Advanced Lesson 1
Regular Expressions
Chapter 4: Boundaries
End of sentence
Let’s say you are a "tea"
person, and want to search for phrases that only mentions "tea"
. But the following regular expression matches the phrase "tea and coffee"
(even though it only extracts the "tea"
part).
>>> pattern = "tea"
>>> phrase = "tea and coffee"
>>> re.search(pattern, phrase)
<re.Match object; span=(0, 3), match='tea'>
But you hate coffee! And having coffee next to your tea will only pollute it! No, you want only pure tea!
So how do you force the regular expression to match only tea (and nothing else after it)?
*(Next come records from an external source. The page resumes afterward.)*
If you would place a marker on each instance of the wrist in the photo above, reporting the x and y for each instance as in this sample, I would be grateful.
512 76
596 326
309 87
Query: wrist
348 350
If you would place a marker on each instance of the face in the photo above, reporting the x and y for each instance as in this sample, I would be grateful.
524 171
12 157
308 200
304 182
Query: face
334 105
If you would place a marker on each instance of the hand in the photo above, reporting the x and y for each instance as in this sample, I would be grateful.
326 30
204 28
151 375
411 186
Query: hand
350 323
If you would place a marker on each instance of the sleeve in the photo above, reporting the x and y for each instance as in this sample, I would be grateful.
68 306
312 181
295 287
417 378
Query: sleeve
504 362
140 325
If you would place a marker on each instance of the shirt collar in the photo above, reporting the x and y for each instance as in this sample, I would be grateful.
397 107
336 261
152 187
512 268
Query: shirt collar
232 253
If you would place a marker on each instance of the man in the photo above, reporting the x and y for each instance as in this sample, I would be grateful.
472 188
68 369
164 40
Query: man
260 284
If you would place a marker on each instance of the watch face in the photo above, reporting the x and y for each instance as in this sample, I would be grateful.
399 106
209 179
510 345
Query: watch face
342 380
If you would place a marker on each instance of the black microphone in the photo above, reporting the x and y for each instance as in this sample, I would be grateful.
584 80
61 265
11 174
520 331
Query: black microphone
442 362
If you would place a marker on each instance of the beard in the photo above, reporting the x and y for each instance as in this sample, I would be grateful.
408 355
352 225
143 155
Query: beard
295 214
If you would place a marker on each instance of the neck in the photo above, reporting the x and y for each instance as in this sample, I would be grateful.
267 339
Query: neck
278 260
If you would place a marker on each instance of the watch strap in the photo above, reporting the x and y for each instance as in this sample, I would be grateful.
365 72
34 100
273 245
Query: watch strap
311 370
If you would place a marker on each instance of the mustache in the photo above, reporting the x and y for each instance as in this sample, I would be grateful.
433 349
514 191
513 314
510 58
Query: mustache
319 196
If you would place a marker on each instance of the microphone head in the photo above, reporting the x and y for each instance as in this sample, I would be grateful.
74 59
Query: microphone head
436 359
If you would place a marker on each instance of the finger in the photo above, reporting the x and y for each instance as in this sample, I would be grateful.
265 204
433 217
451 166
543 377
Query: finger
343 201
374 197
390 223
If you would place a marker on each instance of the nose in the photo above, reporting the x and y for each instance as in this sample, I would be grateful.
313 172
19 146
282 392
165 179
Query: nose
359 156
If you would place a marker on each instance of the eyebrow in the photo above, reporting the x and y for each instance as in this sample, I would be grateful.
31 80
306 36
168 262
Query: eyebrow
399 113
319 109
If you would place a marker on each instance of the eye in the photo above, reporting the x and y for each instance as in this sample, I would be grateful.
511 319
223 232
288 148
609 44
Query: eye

This is where the end of sentence marker ($) becomes useful! Like the start of sentence marker (^
), $
marks the end of a sentence.
The following regular expression matches “tea followed by the end of sentence”. So you’ll get your pure tea!
>>> pattern = "tea$"
>>> phrase = "tea and coffee"
>>> re.search(pattern, phrase) # None
You can obviously combine both start and end of sentence markers for the purest of all teas! So the only string you will match is pure "tea"
.
>>> pattern = "^tea$"
>>> phrase = "herbal tea and coffee"
>>> re.search(pattern, phrase) # None
>>> phrase = "tea"
<re.Match object; span=(0, 3), match='tea'>